7.4 Algorithms for Partially Separable FunctionsΒΆ

In a separable unconstrained optimization, the objective function can be decomposed into a sum of simpler functions that can be optimized independently.

\[f(x) = f_1(x_1, x_3) + f_2(x_2, x_4, x_6) + f_3(x_5)\]

The cost of performing \(m\) lower-dimensional optimizations is much less in general than the cost of optimizing an \(n\)-dimensional function.

In many large problems, the objective function \(f: \mathbb{R}^n \to \mathbb{R}\) is not separable, but it can still be written as the sum of simpler function, known as element functions. Each element function has the property that it is unaffected when we move along a large number of linearly independent directions. If this property holds, we say that \(f\) is partially separable. All functions whose Hessian \(\nabla^2 f\) are sparse are partially separable, but so are many functions whose Hessian is not sparse.
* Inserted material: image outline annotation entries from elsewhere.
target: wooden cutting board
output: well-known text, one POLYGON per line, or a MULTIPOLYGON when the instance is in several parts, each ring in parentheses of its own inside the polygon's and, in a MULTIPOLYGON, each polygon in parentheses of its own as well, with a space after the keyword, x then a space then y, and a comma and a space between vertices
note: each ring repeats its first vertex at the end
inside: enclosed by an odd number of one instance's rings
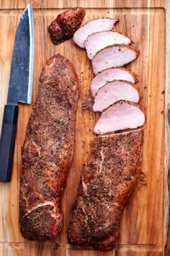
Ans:
MULTIPOLYGON (((21 150, 32 106, 19 104, 12 182, 0 184, 0 255, 58 256, 158 256, 166 243, 169 167, 169 104, 168 67, 166 60, 166 12, 164 0, 32 0, 35 21, 35 67, 32 103, 37 92, 38 79, 46 61, 60 53, 73 63, 81 82, 81 95, 76 119, 76 148, 62 201, 63 229, 55 239, 42 243, 24 239, 18 221, 21 150), (146 124, 141 175, 121 222, 117 249, 100 252, 67 243, 67 228, 75 201, 83 163, 86 160, 93 128, 99 114, 82 110, 81 103, 91 98, 93 77, 91 61, 84 50, 68 40, 56 46, 50 41, 47 27, 64 9, 76 6, 86 9, 84 22, 97 17, 119 18, 115 30, 131 38, 140 48, 138 58, 127 65, 138 75, 142 94, 140 105, 145 109, 146 124)), ((0 128, 9 80, 14 35, 27 0, 0 1, 0 128)), ((169 13, 167 12, 167 13, 169 13)), ((169 23, 167 23, 169 24, 169 23)), ((168 27, 169 25, 167 25, 168 27)), ((169 51, 167 44, 166 51, 169 51)), ((167 254, 168 255, 168 254, 167 254)))

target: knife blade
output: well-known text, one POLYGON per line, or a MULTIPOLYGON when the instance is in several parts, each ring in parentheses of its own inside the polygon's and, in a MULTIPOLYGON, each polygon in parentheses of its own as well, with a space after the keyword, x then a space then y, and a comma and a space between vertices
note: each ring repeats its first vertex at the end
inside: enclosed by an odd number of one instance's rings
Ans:
POLYGON ((34 22, 32 4, 24 10, 16 32, 7 103, 0 139, 0 182, 11 181, 18 103, 31 103, 34 61, 34 22))

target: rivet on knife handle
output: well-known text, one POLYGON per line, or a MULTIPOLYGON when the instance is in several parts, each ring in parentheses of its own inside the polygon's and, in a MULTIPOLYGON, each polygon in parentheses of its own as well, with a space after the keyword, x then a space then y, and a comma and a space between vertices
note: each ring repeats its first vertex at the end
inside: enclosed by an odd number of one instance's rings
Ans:
POLYGON ((0 139, 1 182, 9 182, 11 181, 17 116, 17 106, 5 106, 0 139))

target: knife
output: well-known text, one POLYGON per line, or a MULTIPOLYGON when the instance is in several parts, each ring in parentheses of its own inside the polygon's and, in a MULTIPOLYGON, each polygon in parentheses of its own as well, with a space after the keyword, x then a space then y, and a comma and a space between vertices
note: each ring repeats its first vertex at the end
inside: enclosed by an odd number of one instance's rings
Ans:
POLYGON ((32 101, 34 22, 32 4, 25 8, 17 30, 0 139, 0 182, 11 181, 18 116, 18 103, 32 101))

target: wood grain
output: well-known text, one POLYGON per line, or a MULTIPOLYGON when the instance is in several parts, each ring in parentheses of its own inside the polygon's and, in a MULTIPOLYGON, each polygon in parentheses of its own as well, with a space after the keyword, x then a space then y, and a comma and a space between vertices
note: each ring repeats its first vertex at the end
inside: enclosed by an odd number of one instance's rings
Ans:
MULTIPOLYGON (((22 10, 28 2, 27 0, 0 1, 0 129, 6 100, 15 31, 22 10)), ((164 1, 34 0, 32 4, 35 31, 32 102, 36 98, 41 69, 47 59, 60 53, 72 61, 81 82, 76 118, 76 150, 62 202, 63 231, 55 239, 43 243, 24 239, 18 221, 21 149, 32 105, 19 104, 12 179, 9 184, 0 184, 0 255, 163 255, 167 230, 169 163, 167 122, 169 77, 166 76, 165 87, 165 13, 167 9, 164 9, 164 1), (89 88, 93 77, 91 61, 85 51, 77 47, 72 40, 58 46, 53 46, 47 27, 63 9, 76 6, 86 9, 84 22, 101 17, 119 18, 116 31, 131 37, 140 51, 137 60, 127 65, 127 69, 138 75, 138 85, 143 95, 140 104, 147 116, 142 172, 124 211, 119 246, 115 251, 107 253, 67 243, 70 213, 99 114, 90 109, 81 109, 82 102, 91 99, 89 88)), ((166 7, 169 10, 169 4, 166 7)), ((166 60, 167 63, 169 63, 169 59, 166 60)), ((166 67, 166 74, 169 67, 166 67)), ((166 252, 169 252, 169 249, 166 249, 166 252)))

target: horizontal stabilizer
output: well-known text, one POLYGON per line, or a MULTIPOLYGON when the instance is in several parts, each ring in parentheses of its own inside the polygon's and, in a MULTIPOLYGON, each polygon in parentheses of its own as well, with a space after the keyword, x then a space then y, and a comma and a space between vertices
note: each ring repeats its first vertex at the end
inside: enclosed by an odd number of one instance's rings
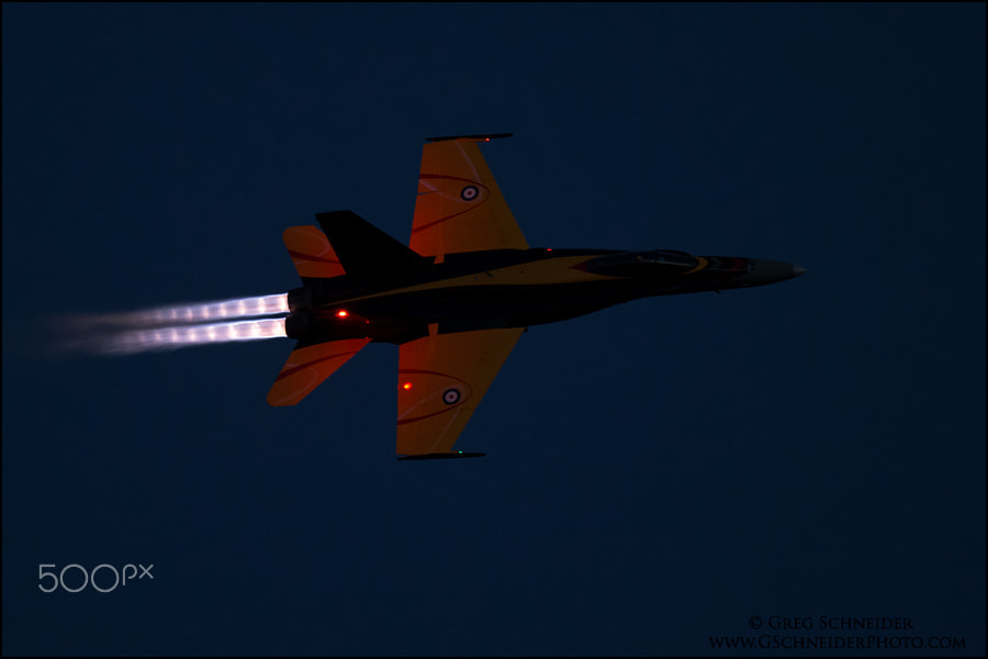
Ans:
POLYGON ((423 454, 417 456, 402 456, 398 460, 444 460, 447 458, 482 458, 487 454, 468 454, 462 450, 457 450, 449 454, 423 454))
POLYGON ((348 338, 295 348, 268 392, 268 404, 294 405, 369 343, 369 338, 348 338))
POLYGON ((426 137, 426 142, 445 142, 447 139, 473 139, 475 142, 487 142, 489 139, 499 139, 501 137, 510 137, 512 133, 487 133, 485 135, 446 135, 444 137, 426 137))
POLYGON ((317 227, 289 226, 281 238, 303 281, 312 278, 332 279, 346 273, 326 239, 326 234, 317 227))
POLYGON ((343 268, 356 280, 388 279, 433 263, 352 211, 318 213, 316 220, 343 268))

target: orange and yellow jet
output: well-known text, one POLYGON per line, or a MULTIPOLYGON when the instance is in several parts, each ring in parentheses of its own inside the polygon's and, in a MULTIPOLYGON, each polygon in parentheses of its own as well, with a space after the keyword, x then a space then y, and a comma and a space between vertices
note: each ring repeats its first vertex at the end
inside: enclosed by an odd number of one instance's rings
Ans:
POLYGON ((530 325, 651 295, 720 291, 806 270, 766 259, 658 249, 528 246, 479 142, 430 137, 408 246, 350 211, 292 226, 284 244, 303 287, 289 292, 294 350, 268 392, 294 405, 371 342, 400 346, 400 459, 476 457, 453 445, 530 325))

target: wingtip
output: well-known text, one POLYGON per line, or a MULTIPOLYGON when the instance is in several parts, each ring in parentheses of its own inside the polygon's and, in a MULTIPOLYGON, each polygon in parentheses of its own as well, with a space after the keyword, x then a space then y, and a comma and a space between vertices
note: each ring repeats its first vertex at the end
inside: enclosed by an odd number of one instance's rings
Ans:
POLYGON ((510 137, 514 133, 484 133, 482 135, 444 135, 442 137, 426 137, 426 142, 446 142, 447 139, 472 139, 473 142, 490 142, 510 137))

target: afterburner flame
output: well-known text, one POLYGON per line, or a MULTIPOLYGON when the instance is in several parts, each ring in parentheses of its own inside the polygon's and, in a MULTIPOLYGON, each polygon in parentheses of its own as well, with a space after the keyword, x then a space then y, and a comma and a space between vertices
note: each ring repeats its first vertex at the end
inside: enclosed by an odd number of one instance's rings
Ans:
POLYGON ((209 325, 178 325, 119 332, 108 337, 100 351, 117 355, 199 346, 234 340, 283 338, 284 319, 234 321, 209 325))
POLYGON ((279 293, 79 315, 64 319, 60 328, 67 334, 66 348, 130 355, 211 343, 282 338, 288 313, 288 293, 279 293))
POLYGON ((158 325, 161 323, 203 323, 221 319, 249 319, 288 313, 288 293, 240 298, 200 304, 160 306, 124 314, 127 323, 158 325))

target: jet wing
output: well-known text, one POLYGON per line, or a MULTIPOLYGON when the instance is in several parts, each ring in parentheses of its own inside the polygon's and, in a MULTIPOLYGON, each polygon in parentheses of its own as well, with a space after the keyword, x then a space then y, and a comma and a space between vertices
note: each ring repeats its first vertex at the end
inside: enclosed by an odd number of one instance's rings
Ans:
MULTIPOLYGON (((499 137, 503 135, 492 135, 499 137)), ((422 153, 408 246, 423 256, 479 249, 528 249, 476 142, 435 137, 422 153)))
POLYGON ((369 338, 345 338, 311 346, 302 346, 300 342, 268 391, 268 404, 276 407, 296 404, 369 343, 369 338))
POLYGON ((430 334, 403 344, 397 453, 449 455, 523 332, 516 327, 430 334))

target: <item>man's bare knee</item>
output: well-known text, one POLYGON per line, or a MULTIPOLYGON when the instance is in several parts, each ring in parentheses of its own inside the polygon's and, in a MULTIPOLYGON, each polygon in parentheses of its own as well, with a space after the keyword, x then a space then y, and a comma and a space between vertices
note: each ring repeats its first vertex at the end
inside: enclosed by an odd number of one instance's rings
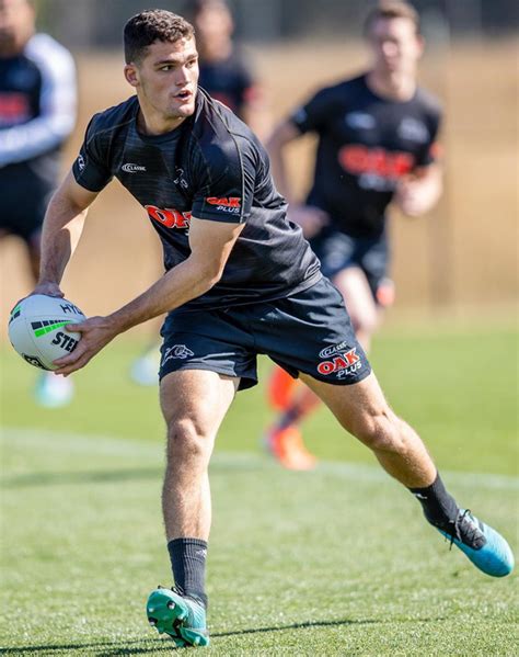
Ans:
POLYGON ((168 426, 168 464, 206 461, 212 438, 192 419, 173 420, 168 426))
POLYGON ((364 417, 353 432, 373 452, 404 454, 407 451, 405 424, 391 411, 364 417))

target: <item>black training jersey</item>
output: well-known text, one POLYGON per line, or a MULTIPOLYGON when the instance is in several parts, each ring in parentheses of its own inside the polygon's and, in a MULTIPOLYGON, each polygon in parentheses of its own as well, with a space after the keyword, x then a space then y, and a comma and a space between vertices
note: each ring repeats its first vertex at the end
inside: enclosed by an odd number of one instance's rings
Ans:
POLYGON ((319 91, 291 121, 319 135, 308 203, 337 229, 377 238, 399 179, 434 160, 440 109, 422 89, 406 102, 382 99, 359 76, 319 91))
POLYGON ((194 115, 165 135, 141 135, 138 112, 134 97, 93 117, 72 167, 78 183, 97 192, 117 178, 148 212, 166 270, 189 256, 192 216, 246 223, 222 279, 186 307, 279 298, 319 280, 319 260, 287 220, 265 150, 244 123, 201 90, 194 115))
POLYGON ((76 121, 76 68, 70 53, 35 34, 14 57, 0 57, 0 191, 18 181, 26 193, 56 184, 58 150, 76 121))
POLYGON ((221 61, 199 61, 198 82, 209 94, 243 120, 246 102, 255 93, 254 81, 241 53, 233 50, 221 61))

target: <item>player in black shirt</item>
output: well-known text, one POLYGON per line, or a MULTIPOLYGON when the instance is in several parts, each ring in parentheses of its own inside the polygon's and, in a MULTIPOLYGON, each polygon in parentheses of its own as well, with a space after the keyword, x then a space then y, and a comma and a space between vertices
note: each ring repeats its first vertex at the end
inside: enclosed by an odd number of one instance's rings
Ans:
MULTIPOLYGON (((274 178, 321 260, 323 273, 343 294, 357 337, 369 351, 382 308, 392 303, 388 275, 387 208, 410 216, 432 207, 441 193, 436 161, 438 102, 416 86, 423 52, 418 15, 403 2, 385 2, 366 22, 371 69, 320 90, 267 143, 274 178), (284 150, 305 133, 319 137, 313 184, 305 205, 293 202, 284 150)), ((277 369, 269 400, 280 414, 267 431, 270 452, 287 467, 310 467, 293 458, 301 444, 299 422, 319 403, 308 388, 277 369)))
MULTIPOLYGON (((33 285, 45 209, 59 182, 61 147, 76 123, 76 67, 48 34, 35 33, 30 0, 0 0, 0 241, 23 242, 33 285)), ((71 381, 42 373, 38 404, 64 406, 71 381)))
POLYGON ((301 376, 478 568, 508 574, 506 541, 458 508, 418 435, 384 400, 339 293, 287 220, 261 144, 197 90, 193 27, 164 10, 142 12, 126 24, 125 54, 137 97, 91 121, 47 211, 35 292, 62 294, 73 236, 117 178, 146 208, 166 272, 115 313, 71 327, 82 339, 57 364, 69 375, 117 335, 169 313, 160 372, 168 424, 162 505, 175 588, 152 591, 150 623, 180 646, 209 643, 208 464, 235 392, 256 383, 258 353, 301 376))
MULTIPOLYGON (((244 121, 260 137, 268 128, 268 112, 260 84, 252 75, 244 54, 232 41, 234 22, 223 0, 195 3, 193 25, 198 50, 198 84, 244 121)), ((158 318, 161 321, 161 318, 158 318)), ((131 363, 131 378, 139 385, 157 385, 159 343, 152 322, 152 338, 131 363)))

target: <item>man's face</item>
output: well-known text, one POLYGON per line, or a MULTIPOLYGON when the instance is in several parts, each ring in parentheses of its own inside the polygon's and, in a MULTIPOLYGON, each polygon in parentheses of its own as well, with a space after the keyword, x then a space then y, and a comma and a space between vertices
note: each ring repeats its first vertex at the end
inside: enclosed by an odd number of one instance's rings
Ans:
POLYGON ((142 109, 165 121, 185 118, 195 111, 198 53, 194 38, 175 43, 157 41, 145 58, 126 66, 126 78, 139 94, 142 109))
POLYGON ((381 73, 412 73, 424 52, 424 42, 410 19, 378 19, 368 35, 373 68, 381 73))
POLYGON ((34 10, 26 0, 0 0, 0 47, 11 48, 34 30, 34 10))

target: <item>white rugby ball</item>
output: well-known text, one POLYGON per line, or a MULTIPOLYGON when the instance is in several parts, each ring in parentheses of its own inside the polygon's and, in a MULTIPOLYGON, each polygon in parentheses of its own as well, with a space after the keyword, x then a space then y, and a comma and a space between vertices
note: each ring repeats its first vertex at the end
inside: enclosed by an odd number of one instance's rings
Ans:
POLYGON ((67 331, 67 324, 86 319, 66 298, 33 294, 18 302, 9 318, 9 339, 14 350, 31 365, 57 370, 53 361, 76 349, 81 333, 67 331))

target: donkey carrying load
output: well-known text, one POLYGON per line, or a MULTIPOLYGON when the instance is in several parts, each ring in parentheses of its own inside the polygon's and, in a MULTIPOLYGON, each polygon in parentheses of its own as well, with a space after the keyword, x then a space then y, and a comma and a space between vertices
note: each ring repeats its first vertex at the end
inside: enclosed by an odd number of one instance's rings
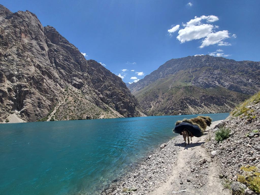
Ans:
POLYGON ((192 138, 193 136, 199 137, 203 135, 207 126, 209 126, 211 124, 212 119, 209 116, 199 116, 190 119, 184 119, 182 121, 177 121, 173 131, 182 135, 186 145, 186 138, 188 138, 188 144, 190 144, 190 139, 192 141, 192 138))

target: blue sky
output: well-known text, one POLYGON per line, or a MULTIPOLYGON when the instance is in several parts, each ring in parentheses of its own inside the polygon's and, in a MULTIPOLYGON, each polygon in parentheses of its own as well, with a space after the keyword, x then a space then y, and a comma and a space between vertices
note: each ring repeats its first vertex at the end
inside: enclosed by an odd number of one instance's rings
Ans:
POLYGON ((54 27, 86 53, 86 58, 102 62, 126 82, 142 78, 171 59, 188 55, 260 61, 258 0, 0 3, 13 12, 35 14, 44 26, 54 27))

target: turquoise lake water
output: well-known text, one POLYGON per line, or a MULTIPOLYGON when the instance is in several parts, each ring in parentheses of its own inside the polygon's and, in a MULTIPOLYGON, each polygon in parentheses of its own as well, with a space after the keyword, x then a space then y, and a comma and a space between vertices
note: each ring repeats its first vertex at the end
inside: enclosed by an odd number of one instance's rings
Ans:
POLYGON ((0 124, 0 194, 98 194, 196 116, 0 124))

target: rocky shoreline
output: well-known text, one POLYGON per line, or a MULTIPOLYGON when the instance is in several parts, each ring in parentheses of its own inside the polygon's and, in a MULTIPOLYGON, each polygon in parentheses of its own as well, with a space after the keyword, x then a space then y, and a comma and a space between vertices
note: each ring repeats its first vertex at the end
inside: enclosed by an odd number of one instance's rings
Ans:
MULTIPOLYGON (((222 121, 213 122, 212 125, 214 126, 222 121)), ((195 141, 197 142, 197 140, 195 141)), ((190 145, 191 147, 193 144, 190 145)), ((168 181, 169 178, 173 176, 172 170, 178 168, 180 152, 185 148, 182 136, 177 135, 173 137, 151 153, 152 154, 148 155, 146 159, 145 159, 140 162, 131 172, 119 181, 112 183, 102 192, 102 194, 144 195, 152 193, 155 189, 163 186, 167 181, 168 181)), ((193 149, 192 148, 191 149, 193 150, 193 149)), ((208 154, 207 157, 209 157, 209 159, 208 158, 206 160, 201 155, 194 155, 192 158, 192 162, 188 165, 189 172, 194 175, 194 178, 190 177, 185 179, 188 184, 192 185, 193 188, 200 188, 204 187, 205 184, 205 179, 203 175, 205 173, 204 169, 209 166, 212 166, 213 161, 210 159, 209 154, 208 154)), ((175 192, 187 191, 185 185, 182 185, 183 182, 181 180, 183 179, 181 178, 181 176, 176 176, 178 179, 179 178, 178 184, 181 185, 182 188, 175 192)), ((173 184, 173 182, 171 183, 173 184)))
POLYGON ((140 162, 135 169, 120 180, 111 184, 102 194, 148 194, 165 182, 170 170, 176 166, 183 142, 182 136, 174 137, 155 150, 146 160, 140 162))
POLYGON ((218 188, 212 194, 230 194, 230 189, 233 193, 241 190, 245 194, 257 194, 237 181, 238 174, 243 174, 242 166, 260 168, 260 102, 248 107, 249 112, 213 122, 204 136, 194 137, 187 147, 180 136, 162 144, 102 194, 188 194, 195 191, 194 194, 204 194, 212 186, 218 188), (229 137, 218 142, 215 133, 223 127, 230 129, 229 137))

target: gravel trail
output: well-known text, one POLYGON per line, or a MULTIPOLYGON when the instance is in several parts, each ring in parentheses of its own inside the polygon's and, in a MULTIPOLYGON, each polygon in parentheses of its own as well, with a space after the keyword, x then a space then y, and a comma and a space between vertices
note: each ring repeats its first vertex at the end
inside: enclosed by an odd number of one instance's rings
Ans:
POLYGON ((180 135, 162 144, 132 173, 112 184, 102 194, 231 194, 221 184, 219 166, 203 146, 209 129, 222 121, 212 122, 204 135, 193 137, 186 146, 180 135), (202 159, 204 161, 201 164, 198 162, 202 159))
POLYGON ((223 189, 219 178, 219 166, 211 160, 208 153, 201 146, 205 142, 209 130, 222 121, 213 122, 210 127, 207 127, 203 136, 193 137, 189 145, 184 145, 171 176, 163 185, 151 192, 151 195, 177 193, 199 195, 209 194, 209 192, 212 195, 231 194, 229 191, 223 189), (204 158, 207 161, 205 163, 201 166, 198 165, 198 161, 204 158))

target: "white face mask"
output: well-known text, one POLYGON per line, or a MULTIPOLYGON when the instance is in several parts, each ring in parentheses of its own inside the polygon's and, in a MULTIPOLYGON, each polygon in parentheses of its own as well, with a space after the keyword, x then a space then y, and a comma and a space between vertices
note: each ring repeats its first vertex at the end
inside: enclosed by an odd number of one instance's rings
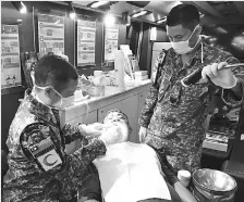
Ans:
MULTIPOLYGON (((35 87, 37 87, 39 89, 42 89, 42 90, 45 90, 46 88, 52 88, 53 89, 53 87, 51 87, 51 86, 39 87, 39 86, 35 85, 35 87)), ((70 105, 74 104, 74 100, 75 100, 74 94, 71 96, 71 97, 68 97, 68 98, 63 98, 62 94, 60 94, 56 89, 53 89, 53 91, 60 97, 60 103, 57 104, 56 106, 51 106, 51 108, 56 108, 58 110, 64 110, 66 106, 70 106, 70 105)))
POLYGON ((200 41, 200 37, 198 36, 198 39, 197 39, 196 45, 195 45, 194 47, 190 47, 190 46, 188 46, 188 41, 190 41, 191 37, 193 36, 194 31, 195 31, 198 27, 199 27, 199 25, 197 25, 197 26, 194 28, 192 35, 188 37, 187 40, 179 41, 179 42, 173 42, 173 41, 171 41, 171 45, 172 45, 174 51, 175 51, 178 54, 186 54, 186 53, 193 51, 193 49, 195 49, 195 47, 199 43, 199 41, 200 41))

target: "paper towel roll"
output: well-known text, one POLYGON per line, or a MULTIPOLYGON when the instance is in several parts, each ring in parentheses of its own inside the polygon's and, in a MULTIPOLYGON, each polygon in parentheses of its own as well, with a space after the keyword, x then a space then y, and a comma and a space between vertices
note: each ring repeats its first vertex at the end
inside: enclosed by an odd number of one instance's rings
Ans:
POLYGON ((114 58, 114 72, 118 89, 124 90, 124 54, 122 50, 117 50, 114 58))

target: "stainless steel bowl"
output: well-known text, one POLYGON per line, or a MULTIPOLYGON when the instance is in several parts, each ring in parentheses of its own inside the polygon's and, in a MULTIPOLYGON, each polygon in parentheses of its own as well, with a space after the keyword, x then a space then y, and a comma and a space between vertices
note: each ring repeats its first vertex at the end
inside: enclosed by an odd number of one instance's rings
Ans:
POLYGON ((194 172, 193 182, 209 192, 229 192, 236 188, 233 177, 223 172, 207 168, 194 172))

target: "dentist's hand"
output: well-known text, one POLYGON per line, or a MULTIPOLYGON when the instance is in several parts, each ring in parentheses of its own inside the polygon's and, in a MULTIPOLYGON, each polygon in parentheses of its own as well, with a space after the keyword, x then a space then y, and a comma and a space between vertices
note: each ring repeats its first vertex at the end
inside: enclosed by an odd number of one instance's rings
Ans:
POLYGON ((231 89, 236 85, 236 78, 230 68, 224 70, 227 65, 227 62, 207 65, 202 71, 202 77, 207 80, 208 76, 216 86, 231 89))
POLYGON ((139 127, 139 142, 143 142, 147 135, 147 128, 141 126, 139 127))

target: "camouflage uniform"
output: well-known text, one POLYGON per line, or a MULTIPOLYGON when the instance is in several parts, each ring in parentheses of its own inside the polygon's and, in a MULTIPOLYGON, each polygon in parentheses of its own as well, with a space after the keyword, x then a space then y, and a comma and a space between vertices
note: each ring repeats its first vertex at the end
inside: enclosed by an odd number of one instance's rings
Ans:
MULTIPOLYGON (((163 65, 160 65, 163 52, 159 54, 155 68, 160 76, 152 83, 139 117, 139 125, 148 128, 145 143, 159 152, 161 160, 171 166, 174 175, 179 169, 193 172, 200 166, 209 103, 208 83, 198 83, 185 88, 181 85, 181 79, 198 67, 203 68, 215 62, 239 63, 230 53, 204 41, 203 53, 203 64, 199 47, 190 65, 183 65, 181 56, 172 48, 168 50, 163 65)), ((240 73, 240 70, 243 68, 233 71, 240 73)), ((240 81, 243 87, 243 80, 240 81)), ((223 101, 233 108, 242 102, 234 101, 230 90, 222 90, 222 94, 223 101)))
POLYGON ((77 127, 65 126, 61 130, 59 112, 39 103, 30 90, 26 90, 7 140, 9 171, 4 176, 2 200, 53 202, 72 199, 90 162, 106 153, 100 140, 87 141, 77 127), (87 144, 68 155, 65 143, 78 138, 87 144), (56 164, 33 155, 38 148, 46 146, 58 153, 56 164))

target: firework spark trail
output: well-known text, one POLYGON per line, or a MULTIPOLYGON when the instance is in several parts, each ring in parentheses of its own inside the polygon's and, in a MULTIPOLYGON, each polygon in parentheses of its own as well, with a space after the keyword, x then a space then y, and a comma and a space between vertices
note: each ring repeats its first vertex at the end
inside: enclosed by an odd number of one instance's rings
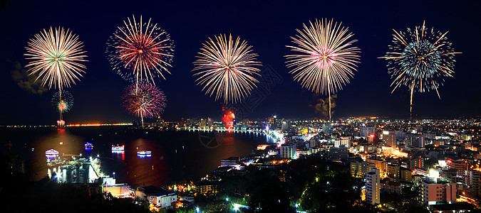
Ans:
POLYGON ((391 52, 384 58, 388 60, 388 72, 393 79, 391 86, 395 89, 401 85, 409 88, 410 114, 412 118, 413 95, 420 92, 435 90, 440 98, 438 88, 443 85, 445 77, 452 77, 455 53, 452 43, 448 41, 446 34, 428 30, 425 26, 408 28, 407 33, 393 30, 393 43, 391 52))
POLYGON ((252 46, 247 42, 240 42, 240 38, 234 40, 232 36, 214 36, 215 40, 209 38, 202 44, 201 52, 196 56, 195 66, 192 71, 199 70, 193 76, 197 84, 202 86, 202 91, 212 97, 215 93, 215 100, 222 99, 224 103, 241 102, 251 94, 260 76, 256 66, 257 54, 252 53, 252 46))
POLYGON ((53 94, 51 99, 52 106, 58 111, 60 120, 63 119, 63 114, 68 111, 73 106, 73 97, 66 90, 53 94))
POLYGON ((121 97, 127 111, 142 119, 160 115, 166 106, 164 92, 150 84, 139 83, 127 87, 121 97))
POLYGON ((157 23, 132 21, 128 18, 107 43, 108 58, 112 67, 124 79, 135 84, 141 82, 155 84, 154 77, 165 79, 173 58, 173 41, 157 23))
POLYGON ((287 67, 303 87, 331 97, 353 77, 361 49, 352 46, 357 41, 349 40, 354 34, 341 25, 332 20, 316 19, 314 23, 309 21, 309 26, 304 24, 304 29, 296 29, 299 34, 291 37, 295 45, 286 47, 298 54, 285 56, 287 67))
POLYGON ((83 55, 83 43, 78 40, 78 36, 63 28, 50 30, 43 29, 35 38, 30 39, 25 48, 24 54, 27 60, 31 60, 26 67, 29 67, 31 75, 38 72, 41 78, 42 86, 47 84, 61 91, 63 87, 70 87, 71 83, 75 84, 82 77, 86 66, 81 62, 87 61, 83 55))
The simplest form of partial separability arises when the objective function can be written as

\[f(x) = \sum_{i=1}^{ne} f_i(x)\]

where each of the element functions \(f_i\) depends on only a few components of \(x\). It follows that the gradients \(\nabla f_i\) and Hessian \(\nabla^2 f_i\) of each element function contain just a few nonzeros. We obtain

\[\nabla f(x) = \sum_{i=1}^{ne} \nabla f_i(x), \;\;\; \nabla^2f(x) = \sum_{i=1}^{ne} \nabla^2 f_i(x)\]

It is more effective to maintian quasi-Newton approximations to each of the element Hessians \(\nabla^2 f_i(x)\) separably, rather than approximating the entire Hessian \(\nabla^2f(x)\).